Just so you get an idea in the numbers, a coalition of over 30 users of copyrighted materials (including the Electronic Frontier Foundation and the Canadian Library Association) pointed out in a fact sheet regarding similar term extensions in the TPP that: “Work by an eminent group of U.S. economists, including Milton Friedman, on the U.S. Copyright Term Extension Act of 1998 showed that the profit for the creator in the extended term was, at the most, a few cents and often a percentage of a cent. Conversely, it was calculated that 72 per cent of the benefits of the most recent European term extension on sound recordings would accrue to record companies, not artists.”
Most recently, the Canadian Association of Research Libraries (CARL) has reaffirmed its position against copyright term extensions from 50 years to 70 years after the author’s death and also noted that: “Unfortunately, although the USMCA exports more restrictive elements of U.S. Copyright Laws to Canada, it does not balance this by importing more permissive elements of U.S. law that protect the public interest, such as the more open-ended concept of fair use, or the exemption of government works from copyright.”
Simply put, copyright in general is a balancing exercise involving incentives, rights holders interests, users rights, and cost to society. In this case, the overly lengthy term extensions appear to tilt the balance in favour of rights holders; however, when looking at the numbers and previous research, it becomes evident that it is very unlikely that these extensions are going to award significant benefits to rights holders — instead, they are guaranteed to rob the public domain and cost the public millions of dollars.
Patent protections have been extended to 10 years — an extension that’s even worse than the one proposed under the TPP — which means generic drugs won’t be able to enter the market for longer, costing us millions in healthcare and make life-saving drugs inaccessible to many people. This will also be a major obstacle in Canada’s path toward a sustainable universal pharmacare.

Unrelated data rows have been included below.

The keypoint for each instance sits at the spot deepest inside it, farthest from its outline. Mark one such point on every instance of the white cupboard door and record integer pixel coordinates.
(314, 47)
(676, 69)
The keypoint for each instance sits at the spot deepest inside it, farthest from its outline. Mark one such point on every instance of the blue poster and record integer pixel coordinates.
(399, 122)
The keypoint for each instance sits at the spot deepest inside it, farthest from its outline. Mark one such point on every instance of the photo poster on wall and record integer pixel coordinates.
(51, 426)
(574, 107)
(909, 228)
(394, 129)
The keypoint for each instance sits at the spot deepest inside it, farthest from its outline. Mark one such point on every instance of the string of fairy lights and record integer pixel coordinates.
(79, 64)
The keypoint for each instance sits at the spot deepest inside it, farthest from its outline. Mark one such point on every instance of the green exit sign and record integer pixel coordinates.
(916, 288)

The new NAFTA restricts Canada’s ability to impose data localization rules, meaning yielding control over where we can store our data. This removes our sovereignty over Canadians’ data and future domestic privacy reforms. Not an ideal trade-off to make in a world of rising government surveillance and recurring mass data breaches that comprise the security of millions of people.
Where do we go next?
The agreement still needs to be ratified by Parliament and until then, we will be pushing the government to continue to consult with Canadians and incorporate their voices before the deal becomes set in stone. In the meantime, our best shot is to make our voices heard loud and clear at Canada’s Copyright Act review for the next few months and let the government know that we won’t stand for policies that trade away our Internet and surrender our sovereignty over our digital rights.
Marie Aspiazu is a digital rights campaigner and social media specialist for OpenMedia, a non-profit organization that works to keep the internet open, affordable, and surveillance-free.